2) Notice that x+ 1 is negative for x< -1 and positive for x> -1 and that x- 3 is negative for x< 3 and positive for x> 3. If x< -1, it is also less than 3 so both factors are negative and their product is positive. If -1< x< 3, one factor, x+1, is positive but x- 3 is still negative. The product of one positive and one negative factor is negative. Finally, if x> 3, both factors are positive and their product is positive. That gives the same solution set as before and (fortunately!) the same solution as Prove It.

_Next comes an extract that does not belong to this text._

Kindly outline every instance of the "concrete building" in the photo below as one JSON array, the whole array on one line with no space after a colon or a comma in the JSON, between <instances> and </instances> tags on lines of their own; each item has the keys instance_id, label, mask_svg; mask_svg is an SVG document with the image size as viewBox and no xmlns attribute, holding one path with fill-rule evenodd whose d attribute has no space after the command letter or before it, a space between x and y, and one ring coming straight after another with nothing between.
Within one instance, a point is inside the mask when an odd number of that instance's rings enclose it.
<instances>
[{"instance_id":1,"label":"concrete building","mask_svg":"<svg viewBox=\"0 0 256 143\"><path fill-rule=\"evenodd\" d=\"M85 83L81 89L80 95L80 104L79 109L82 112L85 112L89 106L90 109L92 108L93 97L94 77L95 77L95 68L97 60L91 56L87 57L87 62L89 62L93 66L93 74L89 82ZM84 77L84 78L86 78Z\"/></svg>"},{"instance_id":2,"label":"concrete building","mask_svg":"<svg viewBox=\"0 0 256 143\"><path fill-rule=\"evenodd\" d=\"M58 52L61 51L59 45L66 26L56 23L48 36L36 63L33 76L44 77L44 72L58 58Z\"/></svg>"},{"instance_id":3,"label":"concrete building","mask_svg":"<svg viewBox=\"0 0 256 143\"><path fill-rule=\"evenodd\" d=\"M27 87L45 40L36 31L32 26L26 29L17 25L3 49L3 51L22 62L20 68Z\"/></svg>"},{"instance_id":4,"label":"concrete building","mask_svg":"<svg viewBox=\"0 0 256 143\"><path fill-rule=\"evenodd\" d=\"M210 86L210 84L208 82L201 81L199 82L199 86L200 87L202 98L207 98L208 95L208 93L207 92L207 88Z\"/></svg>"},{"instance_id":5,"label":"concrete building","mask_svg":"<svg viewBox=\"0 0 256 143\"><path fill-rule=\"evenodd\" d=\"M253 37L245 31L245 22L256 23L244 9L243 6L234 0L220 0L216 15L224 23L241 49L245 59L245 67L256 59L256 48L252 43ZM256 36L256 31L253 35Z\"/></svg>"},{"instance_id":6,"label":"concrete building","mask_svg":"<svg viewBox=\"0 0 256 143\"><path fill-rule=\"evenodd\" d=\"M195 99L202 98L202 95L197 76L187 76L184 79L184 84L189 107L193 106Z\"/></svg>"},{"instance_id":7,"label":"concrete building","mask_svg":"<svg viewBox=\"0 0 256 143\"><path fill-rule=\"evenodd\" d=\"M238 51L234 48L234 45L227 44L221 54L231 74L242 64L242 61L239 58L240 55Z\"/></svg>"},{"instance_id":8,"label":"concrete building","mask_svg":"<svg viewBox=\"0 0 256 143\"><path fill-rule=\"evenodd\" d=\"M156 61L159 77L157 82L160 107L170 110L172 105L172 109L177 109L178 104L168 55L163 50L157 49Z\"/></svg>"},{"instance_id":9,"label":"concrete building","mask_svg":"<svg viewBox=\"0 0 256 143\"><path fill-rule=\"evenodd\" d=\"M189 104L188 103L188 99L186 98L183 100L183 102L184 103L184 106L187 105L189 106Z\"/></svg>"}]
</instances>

$\displaystyle x^2-2x-3\ \le\ 0$
$\displaystyle (x-3)(x+1)\le\ 0$
Your Case 1:
If $\displaystyle x-3 \ge\ 0$, then $\displaystyle x+1=(x-3)+4$ must be $\displaystyle \ge\ 0$ since it is 4 greater than (x-3)
No luck there...
Case 2:
If $\displaystyle x-3\ \le\ 0$, then $\displaystyle x\ \le\ 3$ and $\displaystyle x+1\ \ge\ 0$ only for $\displaystyle x\ \ge\ -1$
Hence $\displaystyle -1\ \le\ x\ \le\ 3$
so your answer is correct and the diagrams help illustrate the intersections.
Yet another way to proceed is....
$\displaystyle x^2-2x\ \le\ 3\Rightarrow\ x(x-2)\ \le\ 3$
The factors of 3 that differ by 2 are 1 and 3 or $\displaystyle -1$ and $\displaystyle -3$
$\displaystyle x(x-2)=3$ for $\displaystyle x=3$ and for $\displaystyle x=-1$
If $\displaystyle x<-1$, then $\displaystyle x(x-2)>3$
If $\displaystyle x>3$, then $\displaystyle x(x-2)>3$
The solution is $\displaystyle -1\ \le\ x\ \le\ 3$
$\displaystyle x^2 - 2x - 3 \le 0$
$\displaystyle (x + 1)(x - 3) \le 0$
think about the graph of the quadratic ... a parabola that opens upward with two zeros, $\displaystyle x = -1$ and $\displaystyle x = 3$
the section of the graph below the x-axis (the less than or equal to section) lies between and includes the two zeros.